France, pays de paradoxe ! La semaine dernière, ici même, nous soulignions le fait qu'il y a plus de quarante ans qu’un militaire ou ancien militaire de carrière a été appelé au gouvernement. Rappelons-nous, c’était le général Bigeard. Et encore, il ne fut que secrétaire d’État ; et même si son action, très courte (à peine dix-huit mois), fut salutaire pour la condition militaire qui avait été passablement oubliée sous de Gaulle et Pompidou, il faut bien le reconnaître, cette action fut circonscrite à un domaine restreint qui n’embrassait pas tout le fonctionnement de l’État.

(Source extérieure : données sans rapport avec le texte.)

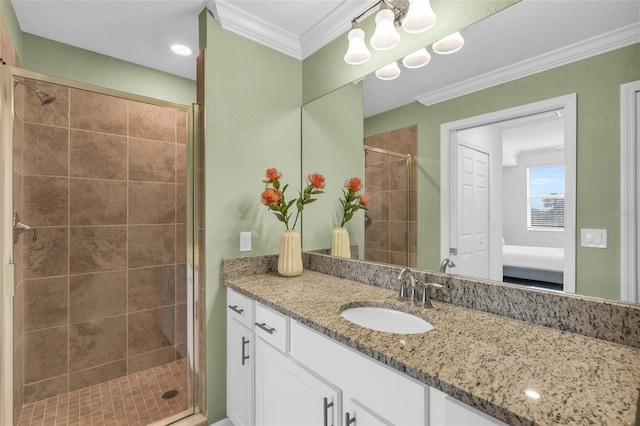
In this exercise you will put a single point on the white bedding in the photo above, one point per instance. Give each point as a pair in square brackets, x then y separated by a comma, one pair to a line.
[549, 258]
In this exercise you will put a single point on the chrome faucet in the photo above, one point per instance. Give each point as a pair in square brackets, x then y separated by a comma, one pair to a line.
[403, 285]
[446, 263]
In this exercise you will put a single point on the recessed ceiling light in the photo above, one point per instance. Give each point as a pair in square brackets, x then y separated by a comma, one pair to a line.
[180, 49]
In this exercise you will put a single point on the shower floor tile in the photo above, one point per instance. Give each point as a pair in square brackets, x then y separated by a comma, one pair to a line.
[133, 400]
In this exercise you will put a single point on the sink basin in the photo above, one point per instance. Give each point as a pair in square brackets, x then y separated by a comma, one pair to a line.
[385, 319]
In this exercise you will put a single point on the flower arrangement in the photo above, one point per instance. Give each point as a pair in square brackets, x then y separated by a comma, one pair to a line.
[273, 196]
[353, 202]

Il y a encore dix ou quinze ans, le citoyen « lambda » aurait été bien en peine de citer le nom du chef d’état-major des armées. Toute personne qui suit un minimum l’actualité est capable de citer, aujourd'hui, le nom du général de Villiers, il est vrai pour les raisons que l'on connaît, et - il faudrait faire le test – on trouvera sans doute plus de Français « lambda » capables de donner le nom du chef d’état-major des armées actuel que celui du directeur de la police nationale. Pourtant, le second, comme le premier, passe dans les matinales radio ou télé. Mais sitôt la matinale terminée, le militaire rentre dans ses quartiers avec peu d'espoir d'être appelé un jour au gouvernement...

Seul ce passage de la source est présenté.